Preserving clusters with Common script bases in script segmentation
NorbertLindenberg opened this issue · 2 comments
The algorithms documented in Script Segmentation have one problem in common: They do not guarantee to keep clusters (in the OpenType sense) together that have a base whose script property is Common. The most important such bases are U+00A0 NO-BREAK SPACE, which The Unicode Standard (page 60) recommends as the base for showing nonspacing marks in isolation, and U+25CC DOTTED CIRCLE, which is commonly used in code charts or on keyboards for the same purpose.
The Script Segmentation document discusses this issue, but concludes:
The fact that the run breaking algorithm may miscategorise the script of a common character is not a problem unless that character undergoes specific script only styling. If the C characters here should be rendered/shaped differently according to whether they resolve to script A or B, then their correct categorisation becomes important.

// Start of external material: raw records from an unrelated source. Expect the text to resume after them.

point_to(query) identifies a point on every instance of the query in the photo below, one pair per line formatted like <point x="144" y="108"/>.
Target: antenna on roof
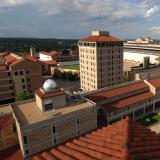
<point x="99" y="11"/>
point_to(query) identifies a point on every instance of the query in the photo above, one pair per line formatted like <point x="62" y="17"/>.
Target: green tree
<point x="23" y="96"/>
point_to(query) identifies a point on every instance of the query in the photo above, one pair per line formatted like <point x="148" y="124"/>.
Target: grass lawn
<point x="152" y="118"/>
<point x="71" y="67"/>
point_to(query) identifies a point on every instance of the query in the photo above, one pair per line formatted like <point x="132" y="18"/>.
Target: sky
<point x="76" y="19"/>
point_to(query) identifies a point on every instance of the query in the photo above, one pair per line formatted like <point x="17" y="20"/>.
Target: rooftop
<point x="102" y="95"/>
<point x="101" y="39"/>
<point x="2" y="68"/>
<point x="123" y="140"/>
<point x="53" y="53"/>
<point x="127" y="101"/>
<point x="6" y="116"/>
<point x="49" y="94"/>
<point x="28" y="113"/>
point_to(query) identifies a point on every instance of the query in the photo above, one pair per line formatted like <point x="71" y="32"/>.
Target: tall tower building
<point x="101" y="60"/>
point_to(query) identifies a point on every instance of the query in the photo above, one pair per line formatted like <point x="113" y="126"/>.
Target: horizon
<point x="75" y="19"/>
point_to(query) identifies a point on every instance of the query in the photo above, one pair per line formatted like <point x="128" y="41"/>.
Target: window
<point x="27" y="152"/>
<point x="14" y="128"/>
<point x="77" y="121"/>
<point x="55" y="141"/>
<point x="27" y="72"/>
<point x="25" y="139"/>
<point x="54" y="129"/>
<point x="48" y="106"/>
<point x="16" y="73"/>
<point x="21" y="72"/>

I believe this underestimates the problem. The failure to keep such clusters together leads to the following issues:
- OpenType shaping engines or AAT fonts may insert additional dotted circles before the combining marks which reaches them without the base character that the author has already provided. For example, if I write ◌ៀ (that’s U+25CC DOTTED CIRCLE and U+17C0 KHMER VOWEL SIGN IE), you’ll very likely see two dotted circles where the document contains only one. However, this behavior is dependent on both the textual context and specific implementations of OpenType shaping engines and AAT fonts, so it can’t be relied on either if you do want a dotted circle. This issue has been extensively documented by Richard Ishida (“The Combining Character Conundrum”) and by Marc Durdin.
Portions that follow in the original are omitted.